Software Projects

When studying the data of life computationally, it is often needed to write new software to answer new questions, or to answer old questions in new ways. Here is an overview of the software projects I have been involved in.

antiSMASH: the antibiotics and Secondary Metabolite Analysis SHell

Co-developer: Kai Blin

The secondary metabolism of bacteria and fungi constitutes a rich source of bioactive compounds of potential pharmaceutical value.

Interestingly, the genes encoding the biosynthetic pathway responsible for the production of such secondary metabolites are very often spatially clustered together at a certain position on the chromosome; such a compendium of genes is referred to as a 'biosynthetic gene cluster'.

This genetic architecture has opened up the possibility for straightforward detection of secondary metabolite biosynthesis pathways by locating their gene clusters. In recent years, the costs of sequencing bacterial and fungi has dropped dramatically, and many genome sequences have become available. Based on profile Hidden Markov Models of genes that are specific for certain types of gene clusters, antiSMASH is able to accurately identify the gene clusters encoding secondary metabolites of all known broad chemical classes.

Moreover, antiSMASH also offers detailed functional and comparative analysis, including a preliminary prediction of the chemical structures of encoded compounds and MultiGeneBlast-empowered gene cluster alignment.


MultiGeneBlast: effective detection of sequence homology at the gene cluster level

MultiGeneBlast is an open source tool for identification of homologs of multigene modules such as operons and gene clusters. It is based on a reformatting of the FASTA headers of NCBI GenBank protein entries, using which it can track down their source nucleotide and coordinates.

Oftentimes when studying such genetic loci, much can be learned from their evolutionary context. Furthermore, MultiGeneBlast can aid in the detection of such multigene parts for synthetic biology projects; a synthetic library of operons can be created based on its output to identify those operons whose function is closest to the one desired by the user.

This tool provides the opportunities to identify all homologous genomic regions by combining the results of single BlastP runs on each gene, and sorting genomic regions from any GenBank entry by the number of hits, synteny conservation and cumulative Blast bit score. The basic algorithm behind this was previously used in our antiSMASH software. Additionally, architecture searches can be performed to find any genomic regions with Blast hits to any user-specified combination of amino acid sequences.

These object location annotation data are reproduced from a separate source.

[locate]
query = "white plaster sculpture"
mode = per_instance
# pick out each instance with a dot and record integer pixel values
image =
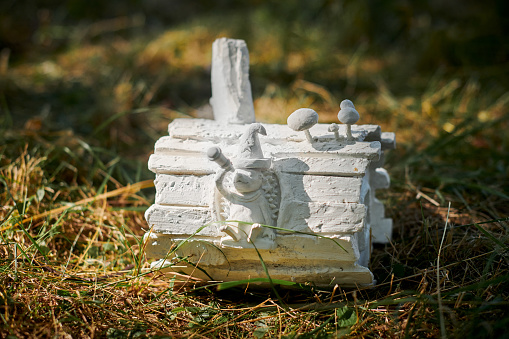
(305, 204)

The tool comes with a pre-configured database containing the most recent version of all relevant GenBank divisions. Moreover, you can easily make your own databases from local files or online GenBank entries or divisions.

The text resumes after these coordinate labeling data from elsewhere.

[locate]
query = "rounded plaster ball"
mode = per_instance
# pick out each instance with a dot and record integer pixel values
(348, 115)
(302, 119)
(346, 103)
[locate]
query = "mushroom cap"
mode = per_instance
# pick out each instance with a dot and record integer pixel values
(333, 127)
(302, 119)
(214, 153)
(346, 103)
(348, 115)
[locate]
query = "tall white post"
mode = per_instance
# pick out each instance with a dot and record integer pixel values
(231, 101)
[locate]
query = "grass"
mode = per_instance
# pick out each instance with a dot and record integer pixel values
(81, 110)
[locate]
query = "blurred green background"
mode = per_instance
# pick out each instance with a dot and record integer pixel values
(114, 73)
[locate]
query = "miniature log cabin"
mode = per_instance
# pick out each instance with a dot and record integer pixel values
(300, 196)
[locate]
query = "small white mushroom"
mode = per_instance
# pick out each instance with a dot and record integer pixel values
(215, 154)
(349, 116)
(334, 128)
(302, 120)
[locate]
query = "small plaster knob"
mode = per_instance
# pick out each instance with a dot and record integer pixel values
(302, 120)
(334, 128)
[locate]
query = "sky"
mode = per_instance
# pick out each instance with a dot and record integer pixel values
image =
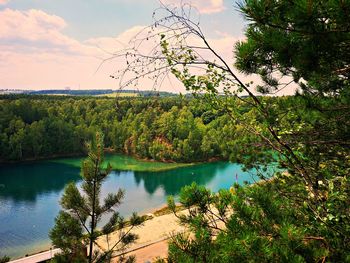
(55, 44)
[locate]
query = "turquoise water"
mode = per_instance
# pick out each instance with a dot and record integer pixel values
(30, 194)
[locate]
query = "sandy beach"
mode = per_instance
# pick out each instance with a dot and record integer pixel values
(153, 236)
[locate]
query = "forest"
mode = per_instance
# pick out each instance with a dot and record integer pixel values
(164, 129)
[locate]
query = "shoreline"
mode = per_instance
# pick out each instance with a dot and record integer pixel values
(152, 213)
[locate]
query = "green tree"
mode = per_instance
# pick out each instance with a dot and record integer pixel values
(77, 224)
(304, 43)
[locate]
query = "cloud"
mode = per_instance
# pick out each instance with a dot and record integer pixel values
(4, 2)
(36, 54)
(203, 6)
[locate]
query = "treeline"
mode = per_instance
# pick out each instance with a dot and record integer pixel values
(166, 129)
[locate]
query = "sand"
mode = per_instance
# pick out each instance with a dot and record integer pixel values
(153, 236)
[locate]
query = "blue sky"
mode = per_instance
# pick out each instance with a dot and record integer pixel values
(51, 44)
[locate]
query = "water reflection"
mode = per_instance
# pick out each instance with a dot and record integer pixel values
(25, 182)
(30, 194)
(172, 181)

MultiMetEval: comparative and multi-objective analysis of genome-scale metabolic models

Main code developer: Piotr Zakrzewski

Comparative metabolic modelling is emerging as a novel research field, supported by the development of reliable and standardized approaches for constructing genome-scale metabolic models in high throughput.

The Multi-Metabolic Evaluator (MultiMetEval) is a user-friendly software framework (MultiMetEval), built upon SurreyFBA, which allows the user to compose collections of metabolic models that together can be subjected to flux balance analysis.

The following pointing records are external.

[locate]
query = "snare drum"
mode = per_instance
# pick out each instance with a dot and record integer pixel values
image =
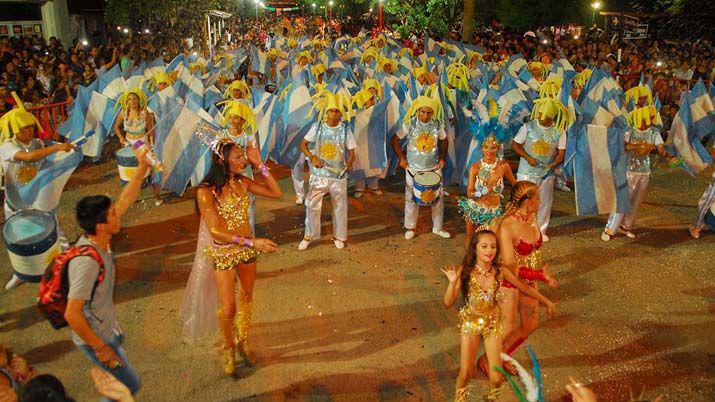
(426, 188)
(127, 164)
(32, 243)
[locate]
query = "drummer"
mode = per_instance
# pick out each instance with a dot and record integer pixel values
(135, 123)
(20, 154)
(426, 149)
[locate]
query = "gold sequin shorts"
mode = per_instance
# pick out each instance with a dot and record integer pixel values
(229, 256)
(487, 325)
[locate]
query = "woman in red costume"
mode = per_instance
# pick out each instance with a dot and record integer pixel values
(520, 245)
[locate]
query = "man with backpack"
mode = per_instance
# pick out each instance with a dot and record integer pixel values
(90, 310)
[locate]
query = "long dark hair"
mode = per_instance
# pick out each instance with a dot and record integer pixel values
(470, 260)
(219, 173)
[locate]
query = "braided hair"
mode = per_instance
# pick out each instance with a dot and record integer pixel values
(521, 191)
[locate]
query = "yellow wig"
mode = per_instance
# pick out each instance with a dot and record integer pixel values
(425, 101)
(241, 86)
(554, 109)
(16, 119)
(242, 110)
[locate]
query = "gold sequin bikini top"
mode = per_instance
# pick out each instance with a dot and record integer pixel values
(235, 210)
(482, 301)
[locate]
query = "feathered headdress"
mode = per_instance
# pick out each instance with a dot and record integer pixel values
(458, 76)
(425, 101)
(490, 127)
(161, 77)
(124, 99)
(242, 110)
(637, 92)
(550, 87)
(326, 100)
(364, 95)
(369, 52)
(582, 78)
(553, 109)
(538, 66)
(241, 86)
(645, 114)
(16, 119)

Additionally, MultiMetEval implements functionalities for multi-objective analysis by calculating the Pareto front between two cellular objectives.


NRPSpredictor2: a web server for predicting NRPS adenylation domain specificity

Main developers: Christian Rausch & Marc Röttig

The products of many bacterial non-ribosomal peptide synthetases (NRPS) are highly important secondary metabolites, including vancomycin and other antibiotics.

The ability to predict substrate specificity of newly detected NRPS Adenylation (A-) domains by genome sequencing efforts is of great importance to identify and annotate new gene clusters that produce secondary metabolites.

Prediction of A-domain specificity based on the sequence alone can be achieved through sequence signatures or, more accurately, through machine learning methods.

NRPSPredictor2, based on the original NRPSpredictor, predicts A-domain specificity using Support Vector Machines on four hierarchical levels, ranging from gross physicochemical properties of an A-domain’s substrates down to single amino acid substrates.